Exercise Descriptions

  • SECTION 1 10:00- 12:00 pm
  • :12 Entry

One-sentence overview of the class. Access check-in of voice volume, bathroom location, opportunity for pauses and leaving for the bathroom at any time, and asking for an opt-in for touch help during dance exercises.

  • :8 Meditation

5-minute guided meditation.

  • :30 Introduction + Creating the safer space

Share in more detail the workshop’s purpose and relevant vocabulary.

Teachers share their experiences related to disability and dance.

We go around the room and share: Intro- Name, Pronouns, What is your relationship to movement?

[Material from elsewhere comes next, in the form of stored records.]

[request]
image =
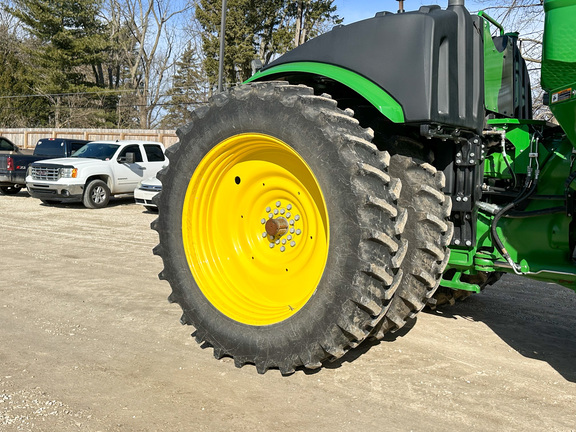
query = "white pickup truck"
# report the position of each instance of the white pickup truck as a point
(95, 172)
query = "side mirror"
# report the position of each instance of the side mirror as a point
(129, 158)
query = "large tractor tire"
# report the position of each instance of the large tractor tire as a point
(428, 233)
(279, 229)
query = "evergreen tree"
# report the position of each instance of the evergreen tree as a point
(188, 90)
(17, 109)
(71, 42)
(258, 29)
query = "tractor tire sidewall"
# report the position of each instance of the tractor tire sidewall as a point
(308, 333)
(87, 197)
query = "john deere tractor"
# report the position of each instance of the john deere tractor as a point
(324, 201)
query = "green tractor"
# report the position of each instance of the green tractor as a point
(327, 199)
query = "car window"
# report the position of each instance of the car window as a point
(103, 151)
(154, 153)
(76, 146)
(6, 145)
(133, 148)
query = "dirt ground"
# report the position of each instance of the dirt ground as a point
(88, 342)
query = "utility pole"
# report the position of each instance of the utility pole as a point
(221, 60)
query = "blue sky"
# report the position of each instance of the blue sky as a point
(355, 10)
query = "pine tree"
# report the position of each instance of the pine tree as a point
(257, 29)
(70, 43)
(188, 90)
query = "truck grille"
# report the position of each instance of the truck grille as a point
(45, 173)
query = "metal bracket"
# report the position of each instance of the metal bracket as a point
(467, 190)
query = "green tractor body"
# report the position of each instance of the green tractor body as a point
(442, 73)
(378, 168)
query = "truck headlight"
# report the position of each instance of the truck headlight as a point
(68, 172)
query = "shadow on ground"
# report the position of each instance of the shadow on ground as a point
(537, 319)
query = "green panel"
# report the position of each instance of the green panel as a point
(559, 44)
(374, 94)
(563, 106)
(541, 244)
(493, 68)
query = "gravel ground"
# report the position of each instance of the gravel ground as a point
(90, 343)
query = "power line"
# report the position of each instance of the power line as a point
(96, 93)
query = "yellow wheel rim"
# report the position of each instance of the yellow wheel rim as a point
(243, 195)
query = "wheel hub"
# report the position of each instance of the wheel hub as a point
(283, 230)
(254, 213)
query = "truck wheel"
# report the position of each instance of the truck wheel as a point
(428, 233)
(278, 227)
(9, 190)
(96, 194)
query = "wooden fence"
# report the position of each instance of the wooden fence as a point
(27, 138)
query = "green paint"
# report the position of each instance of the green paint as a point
(373, 93)
(493, 67)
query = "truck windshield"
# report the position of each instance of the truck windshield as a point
(100, 151)
(50, 147)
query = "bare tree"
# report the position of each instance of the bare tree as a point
(150, 50)
(527, 18)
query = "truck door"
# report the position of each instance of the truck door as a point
(155, 159)
(129, 175)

What is top of mind for you today?

  • 1:10 Movement Exercises

Warm up the body with various guided exercises. Students learn a handful of moves from different styles, first understanding their traditional technique then exploring ways to evolve them. *Here, students could present moves from different dance styles themselves, if they chose to do the “before class” work or are prepared to teach on the spot.

Breaking down what is commonly known of ‘dance’, considering how styles come about.

Students create miniature pieces of choreography using the dance moves they just learned and evolving them to whatever degree they want to.

Option to explore other choreography approaches, e.g. making a story or having choreography come through channeling music through your body organically.

  • LUNCH BREAK
  • SECTION 2 1:30- 3:30 pm
  • 0:15 Looking at dance through a disability lens

Show video and photo examples of disabled dancers and how they explore dance. Jerron Herman, Keke Brown, Alice Sheppard and Laurel Lawson.

  • 0:10 Resilience Journal

Introduce the journal’s structure and qualitative way of looking at data.

  • 0:50 Holding space for each other

Students take some time to journal what they think are the qualitative aspects that make up their lived experience. These can be things students are proud of or are struggling with– students are encouraged to be honest and write down things that are typically overlooked and often not considered.

Students share what they wrote in partners in an active listening exercise.

Recap of Journal’s purpose.

  • 0:35 Holding space for ourselves through dance (Generative movement exercises).

Introduce Movement Ritual into Journaling. Students reflect on how their daily posture and movement are affected by their personal narratives.

Students are led through a generative movement exercise series in which they use what they wrote to create movement. When you are proud of yourself, what kinds of movements can you do? When you are struggling with something, what kinds of movements can you do to heal or cope? What does movement for something in-between look like?

  • :10 Wrap-up reflection and next steps

Ask students what they learned about themselves, disability and/or dance during the class.]

[Ask students one way in which they were challenged, one thing they accomplished, and one thing they’ll bring with them into the disability and/or dance space in the future.

Student Reflections, Takeaways & Next Steps

  • Students will each receive:
  • Resilience Journals
  • Movement Ritual Insert
  • Students are encouraged to keep writing/ journaling and exploring movement with their bodyminds as a form of creative expression, self-healing, and self-discovery.

Post Session

References

Vocabulary words are defined by online dictionary sources and individual research.